In this challenge, you will build a backend API service to manage large PDF documents. The service must allow users to upload, search, and download PDF documents while efficiently handling resources, given a memory limitation of 50MB assigned to the document management service container. This challenge is designed for a mid-senior engineer to demonstrate advanced skills in Spring Boot, Java, REST API development, testing, containerization, and cloud storage integration.
- Functionality:
Allow uploading a PDF document along with the following metadata:- User: A string identifying the user associated with the document.
- Document Name: The name provided in the request will be used as the file name.
- Tags: A list of tags associated with the document.
- Technical Constraints:
-
The service must handle PDF uploads of up to 500MB.
-
The uploaded PDF should be stored in an bucket (simulated via MinIO) with the following directory structure:
document-bucket/ ├─ user1/ │ ├─ doc1.pdf │ ├─ doc2.pdf ├─ user2/ │ ├─ doc3.pdf
-
Metadata must be persisted in a PostgreSQL database with the following fields:
- User
- Document Name
- Tags
- MinIO Path
- File Size
- File Type
- Created At
- Include any additional fields you deem necessary
-
📌 Storage Requirement: Uploading Documents to MinIO
All uploaded documents must be stored in MinIO to ensure scalability and efficient storage management. The service will interact with MinIO to handle file uploads and generate temporary access URLs for retrieval. For detailed instructions on how to set up and use MinIO locally, please refer to the following document: 📄 MinIO Local Setup Guide.
- Functionality:
Allow querying documents with optional filters:- Filters: User, Document Name, and Tags.
- If no filters are provided, return all documents.

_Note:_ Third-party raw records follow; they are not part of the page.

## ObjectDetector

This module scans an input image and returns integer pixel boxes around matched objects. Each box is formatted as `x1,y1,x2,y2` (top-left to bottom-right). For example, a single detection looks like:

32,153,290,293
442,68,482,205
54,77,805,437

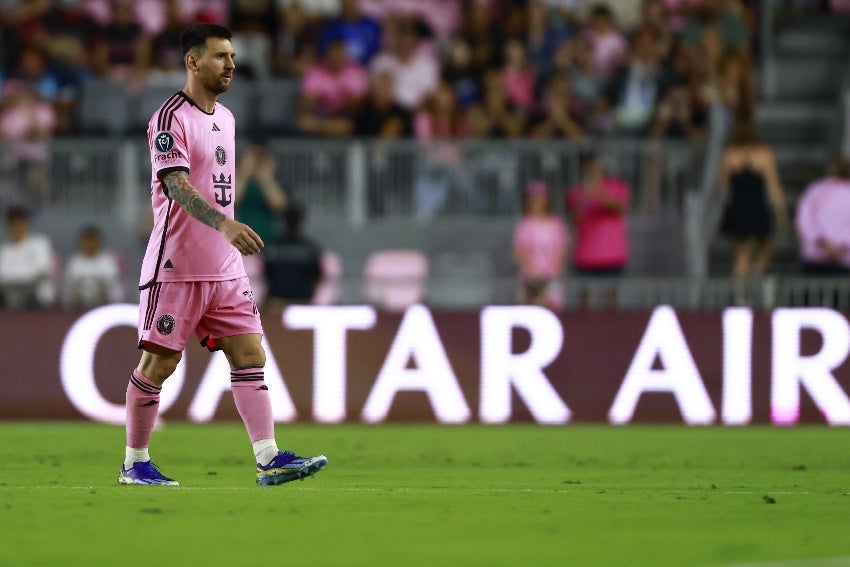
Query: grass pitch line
722,555,850,567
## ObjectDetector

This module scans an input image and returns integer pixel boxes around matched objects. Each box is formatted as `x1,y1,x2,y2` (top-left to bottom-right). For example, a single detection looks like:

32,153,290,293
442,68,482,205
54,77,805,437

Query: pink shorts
139,277,263,351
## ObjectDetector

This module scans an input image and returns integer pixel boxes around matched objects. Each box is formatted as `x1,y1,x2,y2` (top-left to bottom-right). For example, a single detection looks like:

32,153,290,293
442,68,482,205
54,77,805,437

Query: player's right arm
162,170,264,256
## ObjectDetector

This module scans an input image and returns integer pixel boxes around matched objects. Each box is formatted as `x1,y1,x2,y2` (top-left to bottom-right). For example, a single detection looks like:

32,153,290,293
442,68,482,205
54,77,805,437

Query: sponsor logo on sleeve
153,132,174,154
153,132,183,167
156,315,174,335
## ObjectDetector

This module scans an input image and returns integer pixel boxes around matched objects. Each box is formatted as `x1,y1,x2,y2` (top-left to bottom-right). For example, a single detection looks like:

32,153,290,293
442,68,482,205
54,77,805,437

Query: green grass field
0,423,850,566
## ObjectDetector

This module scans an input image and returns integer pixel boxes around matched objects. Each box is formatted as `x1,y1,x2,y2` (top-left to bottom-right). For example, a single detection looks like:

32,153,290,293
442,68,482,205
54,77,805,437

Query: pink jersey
514,215,570,280
139,92,245,289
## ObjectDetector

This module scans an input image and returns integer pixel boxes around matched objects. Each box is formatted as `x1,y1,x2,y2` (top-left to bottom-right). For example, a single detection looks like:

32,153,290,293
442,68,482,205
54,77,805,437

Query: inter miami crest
153,132,174,154
156,315,174,335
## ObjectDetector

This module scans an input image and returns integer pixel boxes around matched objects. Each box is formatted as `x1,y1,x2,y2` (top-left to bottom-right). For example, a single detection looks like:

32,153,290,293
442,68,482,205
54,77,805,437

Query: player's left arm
162,170,264,256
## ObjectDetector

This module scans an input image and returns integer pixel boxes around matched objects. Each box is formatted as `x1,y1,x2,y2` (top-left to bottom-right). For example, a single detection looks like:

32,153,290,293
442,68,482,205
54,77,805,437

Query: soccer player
118,24,328,486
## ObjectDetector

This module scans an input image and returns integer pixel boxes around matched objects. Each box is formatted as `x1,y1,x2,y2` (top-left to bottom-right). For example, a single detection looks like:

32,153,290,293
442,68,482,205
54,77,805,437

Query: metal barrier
0,138,705,226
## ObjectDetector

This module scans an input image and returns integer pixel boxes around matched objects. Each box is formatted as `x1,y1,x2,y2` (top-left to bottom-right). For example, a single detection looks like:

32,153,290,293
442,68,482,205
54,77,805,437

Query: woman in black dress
719,115,788,279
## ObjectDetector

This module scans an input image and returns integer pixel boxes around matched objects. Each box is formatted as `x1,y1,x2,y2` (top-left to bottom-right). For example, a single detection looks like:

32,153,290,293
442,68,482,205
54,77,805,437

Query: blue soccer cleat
257,451,328,486
118,461,180,486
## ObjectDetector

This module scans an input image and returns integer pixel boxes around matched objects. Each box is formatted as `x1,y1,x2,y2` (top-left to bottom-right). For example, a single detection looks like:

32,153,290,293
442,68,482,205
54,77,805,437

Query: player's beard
201,69,233,95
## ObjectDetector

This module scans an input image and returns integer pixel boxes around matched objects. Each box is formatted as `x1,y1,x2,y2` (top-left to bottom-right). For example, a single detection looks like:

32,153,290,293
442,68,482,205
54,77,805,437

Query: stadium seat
363,249,428,311
77,79,130,135
312,250,342,305
250,79,301,134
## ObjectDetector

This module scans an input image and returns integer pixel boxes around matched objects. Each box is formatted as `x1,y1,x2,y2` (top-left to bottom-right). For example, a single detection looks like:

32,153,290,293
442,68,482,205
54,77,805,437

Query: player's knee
138,351,183,384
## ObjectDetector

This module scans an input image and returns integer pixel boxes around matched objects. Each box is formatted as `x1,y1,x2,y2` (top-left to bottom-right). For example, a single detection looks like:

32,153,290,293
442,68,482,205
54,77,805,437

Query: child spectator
64,226,124,309
0,207,56,308
513,180,570,310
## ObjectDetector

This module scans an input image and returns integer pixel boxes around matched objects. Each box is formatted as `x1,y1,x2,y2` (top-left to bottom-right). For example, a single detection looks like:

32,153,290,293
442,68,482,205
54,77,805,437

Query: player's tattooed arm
162,171,227,230
162,171,264,255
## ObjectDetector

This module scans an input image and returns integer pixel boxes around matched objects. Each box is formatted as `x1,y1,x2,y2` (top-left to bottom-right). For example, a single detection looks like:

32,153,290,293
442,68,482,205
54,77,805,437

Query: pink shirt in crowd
369,45,440,110
514,215,570,280
566,176,630,270
139,92,245,286
586,30,629,77
301,62,369,114
502,69,536,110
796,177,850,267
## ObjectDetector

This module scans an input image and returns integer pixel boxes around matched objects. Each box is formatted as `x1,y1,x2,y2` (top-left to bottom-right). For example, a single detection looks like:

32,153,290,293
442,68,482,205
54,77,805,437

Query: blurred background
0,0,850,311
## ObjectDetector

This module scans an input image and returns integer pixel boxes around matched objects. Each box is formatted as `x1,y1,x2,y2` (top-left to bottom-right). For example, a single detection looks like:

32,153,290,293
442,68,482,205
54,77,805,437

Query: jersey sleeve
148,114,189,184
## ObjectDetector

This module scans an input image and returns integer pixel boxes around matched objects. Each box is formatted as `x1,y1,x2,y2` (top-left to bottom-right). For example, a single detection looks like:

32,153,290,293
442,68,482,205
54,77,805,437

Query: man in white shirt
65,226,124,308
0,207,56,308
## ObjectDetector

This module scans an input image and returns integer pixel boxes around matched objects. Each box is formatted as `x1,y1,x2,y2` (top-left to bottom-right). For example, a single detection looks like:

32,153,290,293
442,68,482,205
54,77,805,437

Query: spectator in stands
718,113,789,290
319,0,381,66
476,69,528,138
230,0,278,79
235,140,287,246
513,180,570,310
442,37,485,109
565,151,631,277
352,72,413,140
608,28,661,136
297,40,369,136
413,82,466,220
37,2,98,133
522,0,575,81
585,4,629,79
460,0,505,74
64,226,124,309
274,0,321,77
93,0,151,89
148,0,186,86
263,202,322,308
0,207,56,308
531,75,584,140
0,76,56,205
796,156,850,276
369,19,440,112
649,79,708,140
501,39,537,111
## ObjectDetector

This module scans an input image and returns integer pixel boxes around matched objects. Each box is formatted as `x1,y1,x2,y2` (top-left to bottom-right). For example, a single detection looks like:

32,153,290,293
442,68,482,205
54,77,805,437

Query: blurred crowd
0,0,758,144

- Results should be ordered by
created_at
in descending order. - The endpoint must support pagination using
page
andsize
parameters.
- Note:
This endpoint should not return any download URL.
-
Functionality:
Allow downloading a document using its ID. The endpoint should return a temporary download URL that enables secure access to the document stored in MinIO. -
Implementation:
Generate a temporary download URL using MinIO’s pre-signed URL functionality. The service will utilize MinIO to generate a temporary download link based on the document's ID, allowing the document to be securely accessed without exposing direct storage paths.
For more details on how to use MinIO, refer to the documentation: 📄 MinIO Local Setup Guide.
-
Memory Limitation:
The service memory is limited to 50MB. You must design your solution to efficiently manage memory during file upload and processing, even when handling uploads of files up to 500MB. -
Concurrent Uploads:
The system must be capable of handling up to 10 documents being uploaded in parallel, with each document having a size of up to 500MB. -
Upload time limit:
There are no restrictions on the time it takes to upload files. Only, ensure that the service can handle uploads of up to 500MB without exceeding the memory limitation. -
Provided Artifacts:
- OpenAPI specification that includes the contract for the endpoints.
- Reference: document-management-open-api.yml.
- You can visualize the content using Swagger Editor.
- A docker-compose stack that includes PostgreSQL, and the Document Management Service.
- Integrated tools:
- Spring Boot: The project is pre-configured with Spring Boot.
- Spring Data JPA: For database operations.
- MinIO: For simulating bucket operations services locally.
- Lombok: For reducing boilerplate code.
- JUnit 5: For unit and integration testing.
- Mockito: For mocking dependencies in tests.
- AssertJ: For fluent assertions in tests.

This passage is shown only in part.